Issues Involved: 1. Initiation of Corporate Insolvency Resolution Process (CIRP) under Section 7 of the Insolvency and Bankruptcy Code, 2016 (IBC) by Standard Chartered Bank (SCB) and State Bank of India (SBI). 2. Competency of the person signing the application for SBI. 3. Interpretation of the word "may" in Section 7(5)(a) of IBC. 4. Consideration of Debt Restructuring Process and its impact on CIRP. 5. Appointment of Interim Resolution Professional (IRP).
Issue-wise Analysis:
1. Initiation of Corporate Insolvency Resolution Process (CIRP): SCB and SBI initiated CIRP against ESSAR Steel India Limited (ESSAR) under Section 7 of IBC. SCB provided a loan of USD 413,000,000 to ESSAR's subsidiary, secured by ESSAR's guarantee. ESSAR failed to repay, leading to a default. SBI granted a total debt of Rs. 14860.82 Crores to ESSAR, which also defaulted. Both banks filed applications with supporting documents, including financial debt records and evidence of default.
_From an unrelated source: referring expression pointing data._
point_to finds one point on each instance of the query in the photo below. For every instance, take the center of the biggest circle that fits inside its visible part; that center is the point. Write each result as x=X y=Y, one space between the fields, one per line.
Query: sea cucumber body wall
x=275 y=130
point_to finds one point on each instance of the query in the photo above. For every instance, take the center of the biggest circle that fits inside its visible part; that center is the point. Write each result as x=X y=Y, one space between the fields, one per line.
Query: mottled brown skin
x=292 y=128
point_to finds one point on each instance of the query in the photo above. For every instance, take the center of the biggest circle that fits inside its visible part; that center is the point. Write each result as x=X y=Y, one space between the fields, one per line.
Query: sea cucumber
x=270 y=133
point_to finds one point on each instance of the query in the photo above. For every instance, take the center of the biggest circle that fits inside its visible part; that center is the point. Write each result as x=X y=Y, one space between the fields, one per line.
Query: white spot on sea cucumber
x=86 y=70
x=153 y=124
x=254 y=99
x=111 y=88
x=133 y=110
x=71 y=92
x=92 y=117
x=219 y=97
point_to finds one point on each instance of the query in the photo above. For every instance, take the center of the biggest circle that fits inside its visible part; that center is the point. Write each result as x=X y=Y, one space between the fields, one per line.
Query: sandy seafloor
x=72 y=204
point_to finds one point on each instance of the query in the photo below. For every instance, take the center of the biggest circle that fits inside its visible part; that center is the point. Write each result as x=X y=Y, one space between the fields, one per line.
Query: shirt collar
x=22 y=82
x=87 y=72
2. Competency of the Person Signing the Application for SBI: ESSAR challenged the competency of the person signing SBI's application, arguing that only the Central Board could authorize such actions. However, the tribunal found that SBI's Deputy General Manager, Mr. Kshitij Mohan, had valid authority under Regulations 76 and 77 of the State Bank of India General Regulations, 1955, supported by a Gazette Notification. Hence, the objection was dismissed.
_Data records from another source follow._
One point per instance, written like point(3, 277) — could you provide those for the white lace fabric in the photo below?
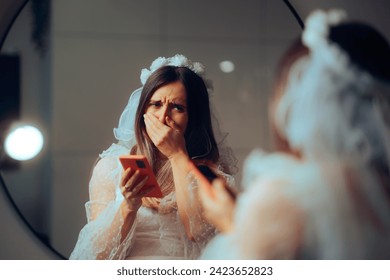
point(328, 215)
point(153, 235)
point(333, 202)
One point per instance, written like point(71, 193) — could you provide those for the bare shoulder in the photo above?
point(275, 220)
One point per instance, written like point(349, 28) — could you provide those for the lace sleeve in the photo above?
point(101, 236)
point(201, 230)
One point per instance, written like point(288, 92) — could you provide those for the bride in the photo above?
point(169, 121)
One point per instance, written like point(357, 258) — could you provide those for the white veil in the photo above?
point(337, 115)
point(125, 134)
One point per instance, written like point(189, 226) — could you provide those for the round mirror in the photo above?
point(76, 63)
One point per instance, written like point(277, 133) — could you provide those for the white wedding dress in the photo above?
point(154, 234)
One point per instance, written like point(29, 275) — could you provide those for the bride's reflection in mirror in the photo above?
point(90, 64)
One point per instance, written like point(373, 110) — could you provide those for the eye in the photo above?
point(178, 107)
point(156, 104)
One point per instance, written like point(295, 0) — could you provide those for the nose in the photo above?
point(163, 112)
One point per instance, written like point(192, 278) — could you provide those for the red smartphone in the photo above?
point(140, 162)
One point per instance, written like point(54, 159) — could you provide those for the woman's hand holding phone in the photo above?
point(132, 187)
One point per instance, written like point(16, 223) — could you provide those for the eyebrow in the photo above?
point(174, 101)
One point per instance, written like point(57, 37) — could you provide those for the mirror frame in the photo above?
point(8, 14)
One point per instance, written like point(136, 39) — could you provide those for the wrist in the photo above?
point(178, 157)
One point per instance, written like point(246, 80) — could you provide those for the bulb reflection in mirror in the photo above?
point(226, 66)
point(23, 142)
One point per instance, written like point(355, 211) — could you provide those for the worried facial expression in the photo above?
point(170, 101)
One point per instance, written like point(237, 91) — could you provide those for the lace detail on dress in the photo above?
point(153, 235)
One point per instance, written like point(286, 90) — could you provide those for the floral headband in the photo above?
point(179, 61)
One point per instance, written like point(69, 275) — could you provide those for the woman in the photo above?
point(171, 126)
point(326, 193)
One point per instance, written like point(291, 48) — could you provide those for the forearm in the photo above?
point(188, 204)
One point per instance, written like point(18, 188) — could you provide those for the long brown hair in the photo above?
point(199, 136)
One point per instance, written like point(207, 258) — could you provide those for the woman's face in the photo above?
point(170, 101)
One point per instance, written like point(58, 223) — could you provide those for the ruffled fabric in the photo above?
point(154, 234)
point(341, 212)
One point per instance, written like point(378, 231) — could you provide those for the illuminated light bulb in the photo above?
point(23, 142)
point(226, 66)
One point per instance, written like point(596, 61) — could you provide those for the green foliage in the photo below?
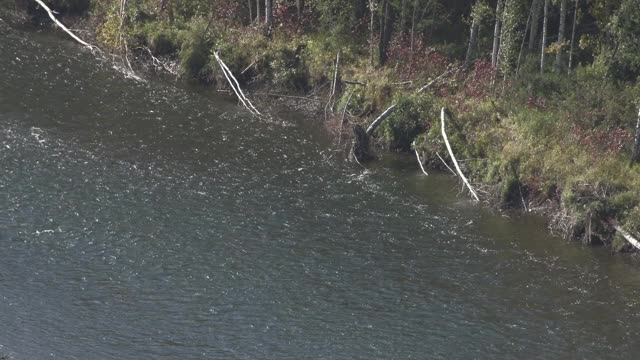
point(409, 119)
point(515, 14)
point(195, 49)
3. Interpretation of the Word "May" in Section 7(5)(a) of IBC: SCB argued that "may" in Section 7(5)(a) should be read as "shall," making it mandatory for the Adjudicating Authority to admit the application if complete. ESSAR contended that "may" indicates discretion. The tribunal, referencing the Gujarat High Court's judgment, concluded that the Adjudicating Authority must exercise discretion judiciously, considering all facts and circumstances, and not mandatorily admit every application.
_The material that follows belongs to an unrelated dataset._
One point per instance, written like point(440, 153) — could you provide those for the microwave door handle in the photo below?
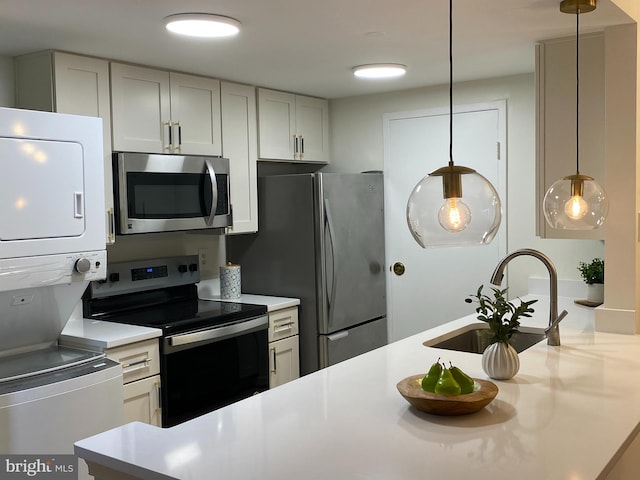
point(214, 191)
4. Consideration of Debt Restructuring Process and Its Impact on CIRP: ESSAR argued that ongoing Debt Restructuring Process should preclude CIRP, fearing it would disrupt operations and stakeholder interests. The tribunal noted that the Debt Restructuring Process had been ongoing since 2014 without resolution and emphasized that CIRP is a time-bound process aimed at reviving the company. The tribunal held that CIRP would not hinder the Debt Restructuring Process and could include it in the Resolution Plan.
5. Appointment of Interim Resolution Professional (IRP): SCB and SBI proposed different IRPs. SCB's application was earlier, but SBI's proposal was backed by the Joint Lenders Forum (JLF) after extensive evaluation. The tribunal appointed Mr. Satish Kumar Gupta, proposed by SBI, as the IRP, considering the thorough selection process and the higher value of debt owed to JLF.
Findings and Orders: - The applications by SCB and SBI were complete, and ESSAR had defaulted on financial debts. - No disciplinary proceedings were pending against the proposed IRPs. - CIRP was deemed beneficial for ESSAR and its stakeholders. - Mr. Satish Kumar Gupta was appointed as the IRP. - SBI was directed to make a public announcement of CIRP and call for claims. - A moratorium was declared, prohibiting certain actions against ESSAR during the CIRP.
The tribunal admitted both applications, initiated CIRP, and directed necessary actions to commence the process.